The respondent appealed to the Residential Property Tribunal (RPT). It contended that: (i) before taking any action, the appellants had been obliged to produce a written report pursuant to section 4(6) of the 2004 Act and regulation 5 of the Housing Health and Safety Rating System (England) Regulations 2005; and (ii) the appropriate course had not been the service of an emergency remedial notice, but an emergency prohibition order prohibiting use of the premises. The RPT accepted those contentions and reversed the appellants’ decision. The appellants appealed to the Lands Tribunal by way of a complete rehearing with additional evidence. They contended that, inter alia, an emergency prohibition order evicting the occupant of flat 11 from his home would have contravened his rights under Article 8 of the European Convention on Human Rights in circumstances where works costing £215 would enable him to occupy his home safely.
Decision: The appeal was allowed.
(1) There was nothing in section 4(6) of the 2004 Act, or in the 2005 Regulations, that required the written report to be made before any action was commenced. There were a number of occasions when matters should be dealt with first and a detailed report, which could take hours to produce, be made afterwards. The relevant government operating guidance issued under the 2005 Regulations envisaged a fairly rapid assessment of the hazards using a paper scoring form or a scoring programme for a hand-held computer or desktop PC. Although the guidance indicated that an inspection had to be sufficiently thorough to enable all relevant material to be collected, it recognised that, owing to practical considerations, there were limits as to the extent to which an inspector had to go. The appellant’s officer had made a sufficient inspection to enable him to make a properly informed risk assessment. The fact that the computer programme had scored other, less obvious hazards when he made his full report did not mean that his original assessment was inadequate.

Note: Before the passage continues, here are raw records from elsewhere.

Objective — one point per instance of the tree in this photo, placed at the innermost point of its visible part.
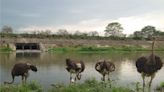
(148, 31)
(93, 33)
(137, 35)
(114, 29)
(7, 30)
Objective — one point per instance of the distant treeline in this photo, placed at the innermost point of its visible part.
(113, 31)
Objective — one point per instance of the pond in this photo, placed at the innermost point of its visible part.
(51, 67)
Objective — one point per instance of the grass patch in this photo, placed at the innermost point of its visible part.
(99, 49)
(30, 87)
(5, 49)
(90, 85)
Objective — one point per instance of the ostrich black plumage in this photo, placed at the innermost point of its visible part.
(21, 69)
(75, 67)
(104, 68)
(148, 66)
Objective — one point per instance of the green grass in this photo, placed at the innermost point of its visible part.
(99, 49)
(30, 87)
(90, 85)
(5, 49)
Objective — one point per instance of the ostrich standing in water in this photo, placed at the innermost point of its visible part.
(75, 67)
(148, 66)
(104, 68)
(21, 69)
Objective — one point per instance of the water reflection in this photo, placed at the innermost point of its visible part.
(51, 67)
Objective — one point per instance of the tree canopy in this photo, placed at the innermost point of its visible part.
(114, 29)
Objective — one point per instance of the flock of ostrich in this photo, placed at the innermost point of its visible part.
(147, 66)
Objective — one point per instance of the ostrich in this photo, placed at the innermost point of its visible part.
(75, 67)
(148, 66)
(104, 67)
(21, 69)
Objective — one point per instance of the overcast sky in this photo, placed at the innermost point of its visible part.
(82, 15)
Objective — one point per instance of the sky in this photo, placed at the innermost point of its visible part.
(82, 15)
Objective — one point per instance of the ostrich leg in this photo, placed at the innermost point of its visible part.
(143, 77)
(103, 78)
(152, 77)
(22, 79)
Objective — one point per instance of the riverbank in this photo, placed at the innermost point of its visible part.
(79, 44)
(90, 85)
(90, 49)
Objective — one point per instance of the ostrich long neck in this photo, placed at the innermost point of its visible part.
(152, 56)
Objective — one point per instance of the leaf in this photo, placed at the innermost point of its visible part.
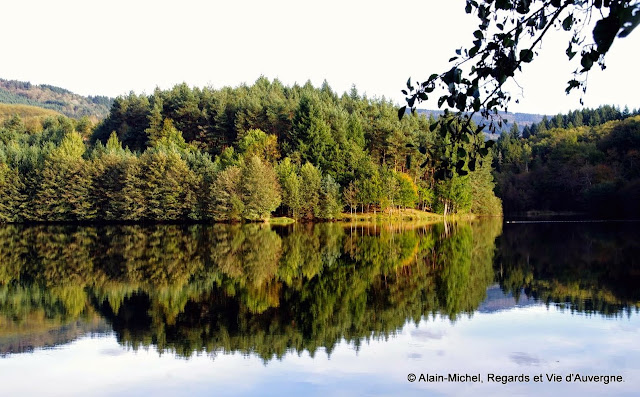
(568, 22)
(526, 55)
(586, 62)
(472, 164)
(605, 32)
(571, 85)
(570, 53)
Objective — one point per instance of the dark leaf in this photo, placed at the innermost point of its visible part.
(526, 56)
(586, 62)
(570, 53)
(605, 31)
(568, 22)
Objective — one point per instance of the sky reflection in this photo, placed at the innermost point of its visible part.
(529, 340)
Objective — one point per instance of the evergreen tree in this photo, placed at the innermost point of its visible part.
(259, 188)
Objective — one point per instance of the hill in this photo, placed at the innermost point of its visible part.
(55, 98)
(522, 119)
(30, 116)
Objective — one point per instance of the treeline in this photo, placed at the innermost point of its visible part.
(579, 118)
(591, 169)
(55, 98)
(228, 155)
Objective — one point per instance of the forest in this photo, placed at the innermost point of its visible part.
(232, 154)
(253, 288)
(585, 162)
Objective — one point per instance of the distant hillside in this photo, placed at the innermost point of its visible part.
(55, 98)
(523, 119)
(31, 116)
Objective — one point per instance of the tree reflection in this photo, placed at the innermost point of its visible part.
(590, 268)
(256, 289)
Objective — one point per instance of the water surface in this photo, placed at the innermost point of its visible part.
(322, 309)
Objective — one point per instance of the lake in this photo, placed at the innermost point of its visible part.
(478, 308)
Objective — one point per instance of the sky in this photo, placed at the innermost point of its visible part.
(114, 47)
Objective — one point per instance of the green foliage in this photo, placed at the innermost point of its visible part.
(55, 98)
(227, 201)
(310, 184)
(587, 169)
(191, 154)
(330, 204)
(290, 183)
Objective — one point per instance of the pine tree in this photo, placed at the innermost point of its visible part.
(260, 189)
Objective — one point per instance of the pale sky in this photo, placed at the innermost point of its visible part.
(113, 47)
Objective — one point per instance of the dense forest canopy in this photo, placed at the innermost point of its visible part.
(573, 163)
(231, 154)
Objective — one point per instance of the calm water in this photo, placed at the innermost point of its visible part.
(320, 310)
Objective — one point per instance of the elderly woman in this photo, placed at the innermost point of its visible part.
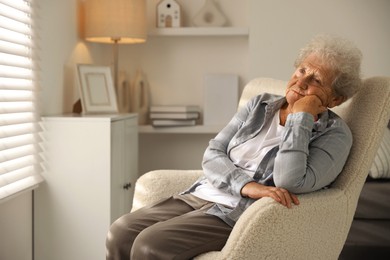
(274, 147)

(2) In general, a local authority could interfere with a person’s right to respect for his home only if such interference was justified. Such interference must be in accordance with law and be necessary in the interests of public safety or for the protection of health. Had Article 8 been mentioned before the RPT, it would not have concluded that the “appropriate enforcement action” was an emergency prohibition order. In the case of category 1 hazards on premises that could be, and were, dealt with at a cost of £215, no reasonable person would have considered it justifiable to deprive he occupant of flat 11 of his home in order to avoid executing those works. The appellants’ emergency remedial action had been the correct course. Had they decided to make an emergency prohibition order, it would have been an impeachable decision because the enforcement action would not have been appropriate enforcement action: Cosic v Croatia: ECHR Application 28261/06, Kay v Lambeth London Borough Council [2006] UKHL 10; [2006] 2 AC 465 and Doherty v Birmingham City Council [2008] UKHL 57; [2008] 3 WLR 636 applied.
Simon Birks (instructed by the legal department of Luton Borough Council) appeared for the appellants; the respondent did not appear and was not represented.